« À rendre à Monsieur Morgenstern en cas de demande », au Studio Hébertot

« À rendre à Monsieur Morgenstern en cas de demande ». Cette formule sibylline figure sur une feuille de papier, rédigée au crayon noir, sur le dessus d’une pile de documents, dans une boîte ovale de carton bouilli.

Et elle se la joue un peu façon Pandore, la petite Sabine Moulin, en ouvrant cette boîte qui figurait dans les affaires du grand-père et que le père a ramené pour la stocker négligemment quelque part, comme on range sans ranger, comme on jetterait sans jeter.

Que va-t-elle donc découvrir, Sabine, au sujet de ce grand-père, Louis Moulin, qui fut imprimeur à Lyon durant la Seconde Guerre mondiale et dont la rumeur dit qu’il aurait été résistant, comme le disent tellement de rumeurs au sujet de tellement de citoyens français ayant traversé l’Occupation ? Le pire ou le meilleur ? La déception ou la confirmation ?

Sa mère, elle, lui dit de tout brûler et d’arrêter de remuer la m… Un historien, spécialiste de la période, lui explique qu’il faut s’armer de patience et accumuler les preuves et les recoupements, pour faire œuvre sérieuse.

Qu’est-ce qu’elle va chercher là-dedans ? Elle est vraiment ovale, au fait, cette boite ? Après tout, le document précise « en cas de demande », alors ? s’il n’y a pas de demande, est-ce vraiment la peine ? De quoi décourager les bonnes volontés…

Sabine est têtue. Elle veut savoir. Et la pièce va se dérouler comme une sorte d’enquête policière au sujet d’un crime qui n’en fut peut-être pas un en des temps reculés dont on hésite, aujourd’hui encore, à parler.

Dans la boîte se trouvent les documents authentiques et officiels, lettres, notes, courriers privés et administratifs, certificats médicaux, photos, passeports, permis… au nom d’un certain Léopold Morgenstern, de sa femme Rosa, de sa fille Herta et de son gendre Karl Singer. Le dernier document date du 14 février 1942. Juste après, on le sait, la police lyonnaise commit une rafle : il s’agissait de « désengorger » ; c’était l’euphémisme poli qu’on utilisait pour justifier l’injustifiable. La langue française est si riche de ce genre de compromission !

De la même façon — Sabine l’apprend au cours de son enquête —, la législation officielle de la Troisième République impose de ne pas utiliser le terme « juif », considéré comme péjoratif, mais celui d’israélite. On a les pudeurs qu’on peut ! Et Léopold et sa famille sont, dans les documents officiels, désignés comme étant de « nationalité ex-autrichienne » ; entre temps, un certain petit caporal moustachu avait décrété que les juifs n’étaient pas autrichiens. On en tenait compte.

Au long d’une pièce passionnante et extrêmement dense, Frédéric Moulin nous raconte l’histoire d’une époque à travers l’histoire de sa propre famille.

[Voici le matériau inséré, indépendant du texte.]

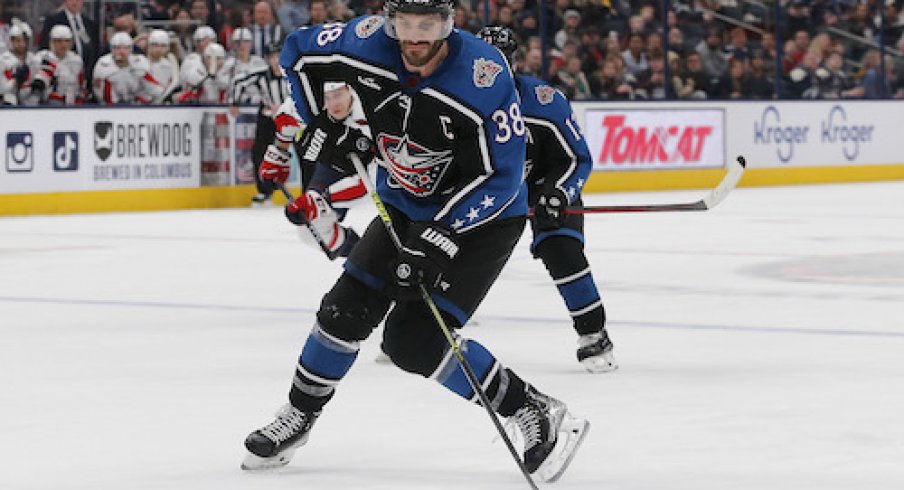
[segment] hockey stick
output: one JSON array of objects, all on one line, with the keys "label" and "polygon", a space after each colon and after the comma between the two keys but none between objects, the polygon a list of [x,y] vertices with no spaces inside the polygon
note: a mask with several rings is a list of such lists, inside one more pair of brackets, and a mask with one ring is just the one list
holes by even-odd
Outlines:
[{"label": "hockey stick", "polygon": [[[361,182],[364,183],[364,187],[367,189],[367,193],[370,195],[370,198],[373,200],[374,205],[377,207],[377,214],[380,215],[380,220],[383,221],[383,226],[386,228],[386,233],[392,239],[392,243],[395,244],[396,248],[401,251],[402,250],[402,240],[399,239],[398,233],[395,231],[395,227],[392,224],[392,217],[389,216],[389,213],[386,211],[386,206],[383,205],[383,200],[380,199],[379,194],[377,194],[377,190],[374,187],[374,183],[370,180],[370,174],[367,173],[367,169],[364,168],[364,165],[361,163],[361,159],[358,158],[358,155],[354,153],[349,154],[349,158],[352,161],[352,164],[355,165],[355,171],[358,172],[358,177],[361,178]],[[455,341],[455,337],[452,336],[452,332],[449,330],[449,326],[446,325],[446,321],[443,320],[442,314],[439,312],[439,308],[436,307],[436,303],[433,301],[433,298],[430,297],[430,293],[427,292],[426,286],[423,284],[418,284],[418,289],[421,293],[421,299],[424,301],[424,304],[427,305],[427,309],[430,310],[430,313],[433,314],[433,319],[436,320],[436,324],[439,326],[440,330],[442,330],[443,335],[446,337],[446,341],[449,343],[449,346],[452,348],[452,352],[455,354],[455,358],[458,359],[458,363],[461,365],[462,369],[465,372],[465,377],[468,379],[468,384],[471,385],[471,389],[477,393],[478,398],[480,398],[480,404],[483,408],[486,409],[487,414],[493,420],[493,425],[496,426],[496,431],[499,432],[499,437],[505,441],[505,446],[508,448],[509,453],[515,459],[515,462],[518,463],[518,468],[521,469],[521,474],[524,475],[524,478],[527,479],[527,482],[530,484],[530,487],[533,490],[539,490],[537,488],[537,484],[534,483],[533,478],[531,478],[530,473],[527,472],[527,468],[524,466],[524,462],[521,461],[521,457],[518,456],[518,451],[515,449],[515,445],[512,443],[511,438],[509,438],[508,434],[506,434],[505,429],[502,427],[502,423],[499,422],[499,419],[496,418],[496,413],[493,412],[493,408],[490,406],[490,400],[487,398],[487,394],[483,391],[483,388],[480,387],[480,381],[477,380],[477,375],[474,374],[474,370],[471,368],[471,364],[465,359],[464,354],[461,352],[461,347],[459,347],[458,342]]]},{"label": "hockey stick", "polygon": [[[716,207],[731,192],[747,168],[747,161],[738,155],[737,160],[728,164],[728,173],[710,193],[699,201],[678,204],[612,204],[608,206],[583,206],[565,208],[565,214],[597,214],[597,213],[649,213],[658,211],[706,211]],[[530,210],[533,215],[533,209]]]},{"label": "hockey stick", "polygon": [[[277,184],[277,188],[280,192],[282,192],[284,196],[286,196],[289,204],[295,202],[295,196],[293,196],[289,189],[286,188],[286,184],[279,182]],[[305,221],[307,221],[307,219]],[[335,259],[336,257],[334,257],[333,253],[330,252],[330,248],[327,247],[326,242],[323,240],[323,237],[320,236],[320,233],[311,223],[308,223],[308,231],[311,233],[311,236],[314,237],[314,241],[317,242],[317,245],[320,245],[320,250],[323,250],[323,253],[326,254],[327,258],[329,258],[330,260]]]}]

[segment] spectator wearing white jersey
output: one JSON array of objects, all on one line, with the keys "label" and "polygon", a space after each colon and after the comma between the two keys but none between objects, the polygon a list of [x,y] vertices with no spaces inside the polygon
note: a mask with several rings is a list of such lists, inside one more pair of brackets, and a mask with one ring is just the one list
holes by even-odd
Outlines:
[{"label": "spectator wearing white jersey", "polygon": [[[182,65],[179,67],[179,78],[182,80],[182,89],[191,90],[194,88],[192,83],[186,83],[186,80],[192,77],[192,74],[207,73],[207,64],[204,62],[204,56],[207,52],[207,46],[213,44],[217,39],[217,33],[209,26],[199,26],[192,35],[192,40],[198,50],[189,53],[182,59]],[[222,47],[222,45],[220,46]],[[200,81],[200,79],[198,79]]]},{"label": "spectator wearing white jersey", "polygon": [[149,104],[163,93],[142,54],[132,54],[133,40],[125,32],[110,38],[111,52],[94,67],[94,97],[100,104]]},{"label": "spectator wearing white jersey", "polygon": [[31,82],[40,103],[73,105],[85,102],[85,63],[72,51],[72,29],[55,25],[50,29],[50,49],[36,55],[38,70]]},{"label": "spectator wearing white jersey", "polygon": [[[186,58],[187,59],[187,58]],[[226,50],[220,43],[209,43],[204,48],[204,57],[198,63],[191,63],[185,70],[182,65],[182,87],[184,90],[176,95],[179,104],[216,104],[223,102],[224,91],[216,81],[216,74],[222,70],[226,61]]]},{"label": "spectator wearing white jersey", "polygon": [[0,53],[0,105],[26,104],[31,96],[37,64],[35,54],[28,50],[31,27],[16,20],[9,28],[9,51]]},{"label": "spectator wearing white jersey", "polygon": [[163,87],[153,104],[168,102],[179,87],[179,61],[169,52],[170,36],[161,29],[154,29],[148,35],[148,62],[151,76]]}]

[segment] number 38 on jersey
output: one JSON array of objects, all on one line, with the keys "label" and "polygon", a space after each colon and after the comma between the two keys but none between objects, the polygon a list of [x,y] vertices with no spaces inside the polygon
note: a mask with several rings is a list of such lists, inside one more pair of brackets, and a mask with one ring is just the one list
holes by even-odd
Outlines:
[{"label": "number 38 on jersey", "polygon": [[496,133],[497,143],[507,142],[512,139],[512,134],[524,136],[526,132],[524,119],[521,118],[521,107],[518,106],[517,102],[512,102],[507,111],[497,109],[492,117],[498,128]]}]

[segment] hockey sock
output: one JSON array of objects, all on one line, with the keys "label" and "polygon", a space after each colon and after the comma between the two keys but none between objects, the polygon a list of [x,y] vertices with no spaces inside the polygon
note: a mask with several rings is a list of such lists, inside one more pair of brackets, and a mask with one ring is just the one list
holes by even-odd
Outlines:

Il a confié son propre rôle à Sabine Moindrot, et lui-même tient les six rôles de ceux qui croisent la quête-enquête de Sabine. On a le sentiment constant d’une sorte de kaléidoscope déroutant qui nous mène du côté de la souffrance et de l’inquiétude. Frédéric Moulin signe également une mise en scène en permanence inventive et minutieuse, faite de trois fois rien qui deviennent de grands tout : un ballon recouvert de feutre gris qui est tout à la fois la mappemonde qu’on projette dans les airs, à la façon de quelque Charlie Chaplin, et le pouf sur lequel on se pose ; d’un rideau semi-transparent qui se fait écran de projection et rideau de fenêtre imaginaire ; un pavé droit creux qui se fait bureau ou niche dans laquelle on se réfugie.

Un grand moment de théâtre et aussi d’Histoire, raconté avec simplicité et émotion.